LIB "normal.lib";
ring r=32003,(x,y,z),wp(2,1,2);
ideal i=z3-xy4;
list nor=normal(i);
→ 
→ // 'normal' created a list of 1 ring(s).
→ // nor[1+1] is the delta-invariant in case of choose=wd.
→ // To see the rings, type (if the name of your list is nor):
→      show( nor);
→ // To access the 1-st ring and map (similar for the others), type:
→      def R = nor[1]; setring R;  norid; normap;
→ // R/norid is the 1-st ring of the normalization and
→ // normap the map from the original basering to R/norid
show(nor);
→ // list, 1 element(s):
→ [1]:
→    // ring: (32003),(T(1),T(2),T(3)),(a(2,1,1),dp(3),C);
→    // minpoly = 0
→ // objects belonging to this ring:
→ // normap               [0]  ideal, 3 generator(s)
→ // norid                [0]  ideal, 1 generator(s)
def r1=nor[1];
setring r1;
norid;
→ norid[1]=T(3)3-T(1)T(2)
normap;
→ normap[1]=T(1)
→ normap[2]=T(2)
→ normap[3]=T(2)T(3)
ring s=0,(x,y),dp;
ideal i=(x-y^2)^2 - y*x^3;
nor=normal(i,"wd");
→ 
→ // 'normal' created a list of 1 ring(s).

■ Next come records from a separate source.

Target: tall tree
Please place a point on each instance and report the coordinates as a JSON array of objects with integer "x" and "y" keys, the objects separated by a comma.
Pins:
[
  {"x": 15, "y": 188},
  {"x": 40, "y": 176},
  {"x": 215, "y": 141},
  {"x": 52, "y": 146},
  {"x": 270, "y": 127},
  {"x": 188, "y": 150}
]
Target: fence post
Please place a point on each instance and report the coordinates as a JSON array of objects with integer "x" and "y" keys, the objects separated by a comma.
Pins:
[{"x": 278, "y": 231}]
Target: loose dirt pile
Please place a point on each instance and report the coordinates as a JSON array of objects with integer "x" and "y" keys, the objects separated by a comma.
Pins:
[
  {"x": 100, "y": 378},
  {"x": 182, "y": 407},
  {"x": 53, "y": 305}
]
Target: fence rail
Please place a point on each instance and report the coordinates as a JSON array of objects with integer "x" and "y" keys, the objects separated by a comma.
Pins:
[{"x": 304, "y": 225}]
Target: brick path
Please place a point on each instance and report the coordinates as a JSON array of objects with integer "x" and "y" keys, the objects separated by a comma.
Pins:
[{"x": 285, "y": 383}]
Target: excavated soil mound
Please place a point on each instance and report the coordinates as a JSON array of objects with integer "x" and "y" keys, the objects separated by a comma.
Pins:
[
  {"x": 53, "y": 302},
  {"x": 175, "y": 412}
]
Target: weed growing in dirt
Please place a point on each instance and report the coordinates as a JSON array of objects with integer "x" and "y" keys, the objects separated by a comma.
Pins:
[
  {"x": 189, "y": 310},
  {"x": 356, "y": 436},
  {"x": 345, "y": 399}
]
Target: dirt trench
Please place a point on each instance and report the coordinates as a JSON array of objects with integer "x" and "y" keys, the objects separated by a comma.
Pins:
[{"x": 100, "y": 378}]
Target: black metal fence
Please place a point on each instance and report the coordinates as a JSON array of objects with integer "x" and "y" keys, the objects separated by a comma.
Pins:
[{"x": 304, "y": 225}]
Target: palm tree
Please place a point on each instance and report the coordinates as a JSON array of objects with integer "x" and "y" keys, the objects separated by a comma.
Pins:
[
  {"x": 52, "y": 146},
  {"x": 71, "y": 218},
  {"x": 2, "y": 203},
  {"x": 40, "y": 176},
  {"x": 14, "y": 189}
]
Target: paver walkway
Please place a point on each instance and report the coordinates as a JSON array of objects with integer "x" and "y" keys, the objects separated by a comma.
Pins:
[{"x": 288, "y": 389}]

→ // nor[1+1] is the delta-invariant in case of choose=wd.
→ // To see the rings, type (if the name of your list is nor):
→      show( nor);
→ // To access the 1-st ring and map (similar for the others), type:
→      def R = nor[1]; setring R;  norid; normap;
→ // R/norid is the 1-st ring of the normalization and
→ // normap the map from the original basering to R/norid
//the delta-invariant
nor[size(nor)];
→ 3